Traditional Culture Encyclopedia - Weather inquiry - Existing problems in numerical weather forecasting

Existing problems in numerical weather forecasting

There are still many problems to be solved in numerical weather prediction:

Introduction of physical processes at sub-grid scale Since the atmosphere is a continuum medium with a continuous motion scale spectrum, regardless of No matter how high the resolution of the model is, there will always be some motion close to or smaller than the grid interval scale (see common calculation methods in numerical weather forecasting), which cannot be accurately reflected in the model. This motion process is called a subgrid process. Turbulence, convection, condensation, and radiation processes all contain subgrid processes. Parametric methods have been used to consider these processes in numerical prediction, that is, large-scale variables are used to describe the statistical effects of subgrid processes on large-scale motions. Although considerable results have been achieved with this approach, there are still many unresolved issues. For example, parameterization cannot consider the impact of large scales on small scales and their feedback effects, there is a lack of objective determination methods for parameter values, and the model is too sensitive to differences in parameterization.
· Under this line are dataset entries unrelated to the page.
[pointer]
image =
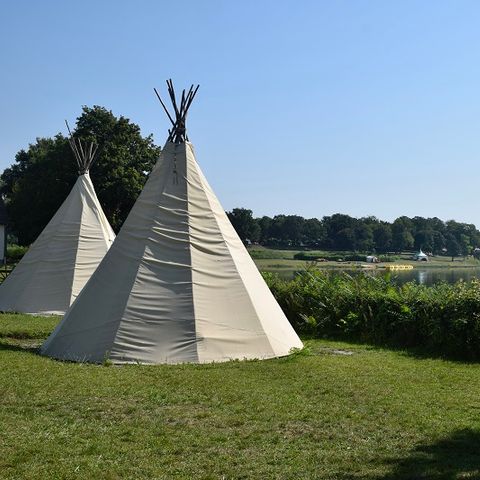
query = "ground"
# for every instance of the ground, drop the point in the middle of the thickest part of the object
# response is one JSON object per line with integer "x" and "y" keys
{"x": 334, "y": 411}
{"x": 282, "y": 261}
Numerical solutions of nonlinear equations Although under appropriate conditions, it can be proved that the numerical solutions of some stable forms of linear differential equations can approximately represent the true solutions of the corresponding differential equations, but for nonlinear For differential equations, the two solutions may not be completely consistent. There is evidence that sometimes numerical solutions, although computationally stable, bear no resemblance to the true solution (which is a special case where the true solution is known).

Initial value formation problem It includes problems such as initial value processing, application of satellite data and four-dimensional assimilation (see processing and analysis of numerical weather prediction data). These problems have not yet been well solved.

The above problems are all encountered directly when designing patterns. But the most fundamental thing is people's understanding of the laws of weather evolution, especially the understanding of medium-term and long-term weather processes and the occurrence and development of severe storms, which is still insufficient. In addition, although the use of satellites and remote sensing technology to detect the atmosphere has made a certain contribution to providing data in areas with sparse records, the accuracy of meteorological detection and forecasting still needs to be further improved.